Une belle bête dans un bel écrin
Monster a aussi visiblement tiré des leçons du marketing façon Apple : le Beats arrive dans une belle boîte bien lourde, avec un conditionnement parfaitement étudié et son lot d’accessoires. Outre les petites notices qui vont bien, on trouve ainsi dans la boîte un étui souple de transport, et même un petit chiffon antibactérien pour essuyer le casque. Ce sens du détail dans le packaging comme dans les accessoires se retrouve évidemment aussi sur le casque lui-même.

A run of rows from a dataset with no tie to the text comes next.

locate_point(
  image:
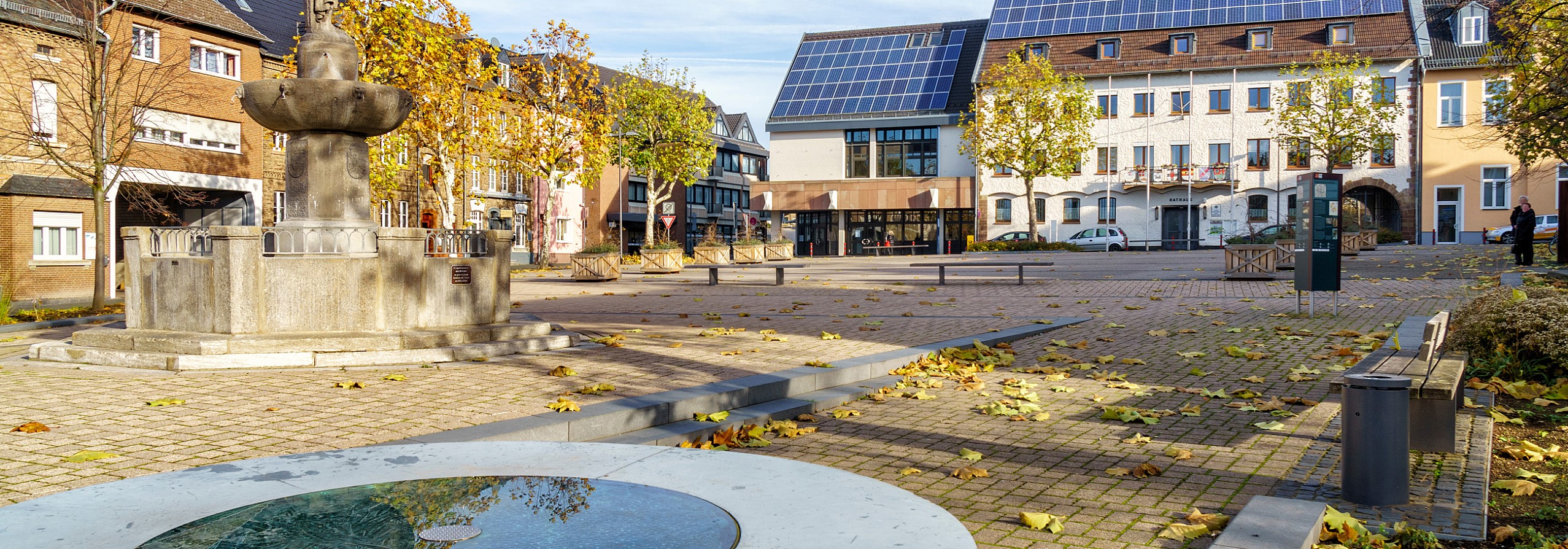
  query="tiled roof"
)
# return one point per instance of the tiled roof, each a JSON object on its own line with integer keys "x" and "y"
{"x": 40, "y": 185}
{"x": 1446, "y": 51}
{"x": 280, "y": 19}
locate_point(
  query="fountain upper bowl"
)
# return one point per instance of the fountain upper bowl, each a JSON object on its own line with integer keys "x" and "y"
{"x": 325, "y": 106}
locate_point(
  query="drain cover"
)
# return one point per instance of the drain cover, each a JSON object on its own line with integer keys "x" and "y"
{"x": 457, "y": 532}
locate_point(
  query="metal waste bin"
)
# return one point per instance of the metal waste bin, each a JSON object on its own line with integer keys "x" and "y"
{"x": 1376, "y": 440}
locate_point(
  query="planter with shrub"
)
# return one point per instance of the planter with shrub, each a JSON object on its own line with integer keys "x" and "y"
{"x": 1023, "y": 245}
{"x": 780, "y": 250}
{"x": 662, "y": 258}
{"x": 598, "y": 262}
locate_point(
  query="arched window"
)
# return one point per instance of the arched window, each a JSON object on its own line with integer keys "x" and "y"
{"x": 1258, "y": 208}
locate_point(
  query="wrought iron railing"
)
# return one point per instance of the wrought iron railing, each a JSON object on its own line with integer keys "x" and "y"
{"x": 319, "y": 241}
{"x": 1176, "y": 174}
{"x": 457, "y": 244}
{"x": 181, "y": 242}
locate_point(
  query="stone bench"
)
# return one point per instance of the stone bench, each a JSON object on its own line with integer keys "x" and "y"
{"x": 778, "y": 270}
{"x": 1435, "y": 394}
{"x": 1273, "y": 523}
{"x": 941, "y": 267}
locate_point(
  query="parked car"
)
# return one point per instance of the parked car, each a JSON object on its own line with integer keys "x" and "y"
{"x": 1101, "y": 239}
{"x": 1015, "y": 236}
{"x": 1545, "y": 230}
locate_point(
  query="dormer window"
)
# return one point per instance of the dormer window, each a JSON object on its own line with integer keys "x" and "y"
{"x": 1108, "y": 49}
{"x": 1341, "y": 33}
{"x": 1473, "y": 30}
{"x": 1259, "y": 38}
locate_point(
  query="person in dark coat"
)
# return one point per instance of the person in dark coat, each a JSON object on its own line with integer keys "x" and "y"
{"x": 1523, "y": 222}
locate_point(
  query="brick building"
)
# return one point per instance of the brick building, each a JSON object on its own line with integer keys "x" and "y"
{"x": 193, "y": 156}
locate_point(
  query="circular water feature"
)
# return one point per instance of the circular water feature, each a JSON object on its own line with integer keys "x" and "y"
{"x": 505, "y": 512}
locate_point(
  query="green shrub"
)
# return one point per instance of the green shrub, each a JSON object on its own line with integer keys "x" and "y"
{"x": 1023, "y": 245}
{"x": 1386, "y": 236}
{"x": 1524, "y": 322}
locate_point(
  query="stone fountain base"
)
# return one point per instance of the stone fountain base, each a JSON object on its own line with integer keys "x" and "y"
{"x": 185, "y": 352}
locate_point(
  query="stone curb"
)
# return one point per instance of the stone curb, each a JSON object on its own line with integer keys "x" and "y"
{"x": 61, "y": 322}
{"x": 766, "y": 391}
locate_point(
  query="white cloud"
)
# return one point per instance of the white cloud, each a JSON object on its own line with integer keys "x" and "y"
{"x": 738, "y": 51}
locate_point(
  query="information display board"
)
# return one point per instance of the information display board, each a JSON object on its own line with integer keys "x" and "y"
{"x": 1318, "y": 233}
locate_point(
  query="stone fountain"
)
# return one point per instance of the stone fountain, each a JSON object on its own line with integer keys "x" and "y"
{"x": 326, "y": 287}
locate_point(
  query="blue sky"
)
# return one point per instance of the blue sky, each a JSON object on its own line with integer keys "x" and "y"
{"x": 738, "y": 51}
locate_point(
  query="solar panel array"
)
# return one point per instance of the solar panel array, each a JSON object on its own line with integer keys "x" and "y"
{"x": 874, "y": 74}
{"x": 1048, "y": 18}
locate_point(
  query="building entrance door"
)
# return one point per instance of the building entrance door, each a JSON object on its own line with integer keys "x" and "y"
{"x": 1450, "y": 216}
{"x": 1180, "y": 228}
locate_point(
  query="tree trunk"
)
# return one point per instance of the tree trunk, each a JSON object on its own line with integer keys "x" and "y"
{"x": 99, "y": 247}
{"x": 1029, "y": 209}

Parmi les bonnes idées, on notera le fait que le cordon rouge puisse se brancher soit sur l’écouteur droit, soit sur l’écouteur gauche, via un minijack avec loquet de sécurité. De l’autre côté du cordon, après une petite partie en spirale, on trouve un minijack coudé et même une petite attache en caoutchouc à laquelle est fixée l’adaptateur vers Jack 6,35. C’est bien vu, car c’est toujours le genre d’accessoire qu’on cherche sans savoir où on l’a mis…
|
Le casque lui-même est relativement lourd, ce qui plaira à certains et déplaira à d’autres, mais confortable de mon point de vue, et surtout, il respire la solidité avec ses épaisses parties en alu brossé. Chaque écouteur peut être replié, ce qui sera pratique pour le transport ou pour une écoute façon DJ, et le réglage de l’arceau comme le jeu des écouteurs permettent de l’ajuster efficacement à n’importe quelle tête.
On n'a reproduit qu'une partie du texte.